Les rues qui se croisent dans le quartier Joumblat montrent tout le caractère cosmopolite de cette partie de la ville. Rue John Kennedy, rue d’Amérique, rue de Rome, rue Justinien, rue Clemenceau, on se trouve pourtant bel et bien au cœur de Beyrouth. Mais à quelles règles obéissent donc les noms des rues ? C’est en 1963 que toutes les artères de la capitale ont enfin reçu des noms officiels. Avant cette date, une rue sur trois était identifiée et les autres prenaient le nom de l’épicier du coin ou de l’arbre du milieu ou encore du café à proximité. Les nouveaux noms ont été choisis en évitant soigneusement les personnalités encore en vie en vue de ménager, déjà à cette époque, les susceptibilités. Dans la catégorie journalistes, artistes et hommes de lettres, cinquante-sept nouveaux noms viennent s’ajouter aux dix-huit déjà en place. Les hommes politiques n’ont pas la cote puisque uniquement vingt-sept d’entre eux méritent de voir leurs noms inscrits pour la postérité. Quinze femmes sont à l’honneur alors que trente émigrés libanais se voient immortalisés. Soixante-quatre noms sont tirés de l’histoire arabe et moderne. Soixante-quatre noms de villes et de pays arabes et méditerranéens s’ajoutent à cette liste non exhaustive des noms de nos rues et ruelles. Les autorités locales de l’époque ont supprimé sans états d’âme les noms des conquérants qui n’avaient plus leur mot à dire dans le paysage urbain d’une ville encore pacifique.

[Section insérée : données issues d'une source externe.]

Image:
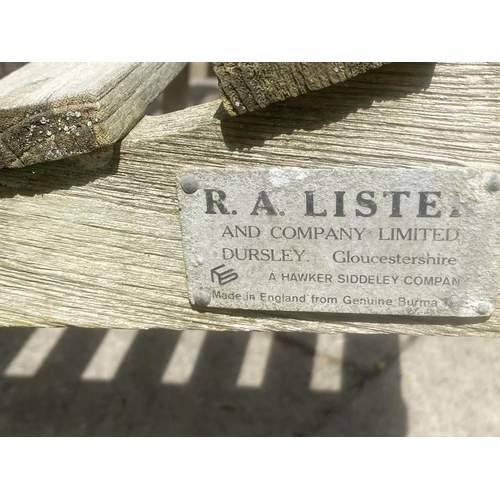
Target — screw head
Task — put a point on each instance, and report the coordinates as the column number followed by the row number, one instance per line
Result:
column 202, row 298
column 493, row 183
column 189, row 184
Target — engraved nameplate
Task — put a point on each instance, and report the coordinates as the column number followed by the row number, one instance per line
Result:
column 344, row 240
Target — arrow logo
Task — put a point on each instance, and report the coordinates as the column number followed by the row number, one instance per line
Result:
column 224, row 277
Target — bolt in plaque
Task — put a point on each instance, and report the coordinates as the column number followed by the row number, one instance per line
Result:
column 419, row 242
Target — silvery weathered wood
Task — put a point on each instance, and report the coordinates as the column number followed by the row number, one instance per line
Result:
column 249, row 86
column 397, row 241
column 50, row 111
column 98, row 243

Dans la montée Joumblatt, initialement rue Nicolas Rebeiz, Simon Barsoumian promène son regard clair sur son voisinage qu’il côtoie depuis quarante-deux ans. Veuf, il vit avec sa fille dans un bel immeuble cossu. « Mon père est né à Alep, il avait 14 ans quand il est venu au Liban. Ma mère est libanaise de rite orthodoxe. J’ai travaillé dans les transports et après dans le domaine bancaire. Je suis actuellement à la retraite, j’ai 80 ans et je ne suis jamais parti de chez moi même quand, en 1977, des miliciens sont entrés dans la maison et ont tiré entre mes jambes. Ils ont tout volé et je les regardais faire. Je n’ai pas eu peur. J’ai mis ma maison au nom de mes deux filles. J’espère qu’elles resteront dans le quartier mais elles sont libres de faire ce qu’elles veulent. »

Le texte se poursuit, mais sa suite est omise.